The British academics in favor of the anti-Israel boycott as a gesture of support for the Palestinians were not heard when a Palestinian bomb ripped through the cafeteria of the Mount Scopus campus of the Hebrew University of Jerusalem in July 2002, killing nine people. The boycott motion is a study in hypocrisy. In the name of human rights, the boycotters are willing to trample on the principle of academic freedom and attempt to undermine the only democratic country in the Middle East. Nobody has anything to gain by this. And all too many people have something to lose.

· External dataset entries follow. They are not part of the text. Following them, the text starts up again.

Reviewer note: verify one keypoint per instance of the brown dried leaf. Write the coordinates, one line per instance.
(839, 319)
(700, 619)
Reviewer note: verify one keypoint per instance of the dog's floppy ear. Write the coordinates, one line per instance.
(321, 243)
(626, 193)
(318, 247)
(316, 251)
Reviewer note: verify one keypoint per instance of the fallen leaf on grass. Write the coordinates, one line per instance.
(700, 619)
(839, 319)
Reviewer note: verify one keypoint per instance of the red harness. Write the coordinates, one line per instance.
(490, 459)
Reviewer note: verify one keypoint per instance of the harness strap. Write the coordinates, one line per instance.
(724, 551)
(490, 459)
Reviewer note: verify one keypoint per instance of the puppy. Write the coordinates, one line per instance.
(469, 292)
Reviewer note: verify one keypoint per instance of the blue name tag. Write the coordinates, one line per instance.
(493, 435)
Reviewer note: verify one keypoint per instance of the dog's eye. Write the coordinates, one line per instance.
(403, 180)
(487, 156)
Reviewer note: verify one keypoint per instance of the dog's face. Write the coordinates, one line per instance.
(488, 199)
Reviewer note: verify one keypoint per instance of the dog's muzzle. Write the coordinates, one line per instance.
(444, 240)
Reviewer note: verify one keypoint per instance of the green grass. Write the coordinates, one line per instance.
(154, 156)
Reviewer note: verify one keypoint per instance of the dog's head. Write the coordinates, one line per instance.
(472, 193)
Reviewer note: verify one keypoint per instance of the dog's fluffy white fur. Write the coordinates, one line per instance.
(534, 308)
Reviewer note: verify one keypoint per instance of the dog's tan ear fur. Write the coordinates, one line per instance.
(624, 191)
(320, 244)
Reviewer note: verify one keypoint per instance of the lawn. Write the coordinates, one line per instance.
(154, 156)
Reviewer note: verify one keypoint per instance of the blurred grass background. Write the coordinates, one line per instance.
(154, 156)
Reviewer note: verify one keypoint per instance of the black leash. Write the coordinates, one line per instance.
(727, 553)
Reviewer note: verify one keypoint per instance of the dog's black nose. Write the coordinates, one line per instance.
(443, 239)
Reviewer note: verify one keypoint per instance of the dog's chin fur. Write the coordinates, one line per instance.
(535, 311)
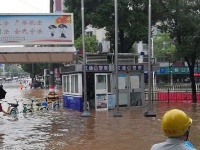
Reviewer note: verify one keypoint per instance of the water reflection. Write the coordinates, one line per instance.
(64, 129)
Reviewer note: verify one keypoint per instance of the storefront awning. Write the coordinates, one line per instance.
(36, 54)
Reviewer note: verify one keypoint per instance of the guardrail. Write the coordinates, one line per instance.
(177, 92)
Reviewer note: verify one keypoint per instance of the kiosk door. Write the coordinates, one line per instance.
(123, 86)
(101, 91)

Will Britain find itself off the map for Israel's Nobel Prize winners? Can the Palestinians, and the rest of the world, benefit by forgoing the fruits of Israel's considerable scientific studies? The Hebrew University, a target of both terrorism and the mooted British boycott, this week held its 70th annual Board of Governors meeting yes, it was founded when Jews in this part of the world were still called "Palestinians."
To mark the event, it presented three researchers with the Kaye Innovation Award. The winners were cited for their work on preventing obesity, improving neuro-surgery and helping provide natural protection to prevent further deterioration in Alzheimer's sufferers. The Hebrew University founded by, among others, Albert Einstein has always espoused the values of pluralism and tolerance.
The researchers, faculty and students are anxious to leave their mark in this world by making it a better place. Unfortunately, the debate on whether they will be allowed to do so is no longer academic.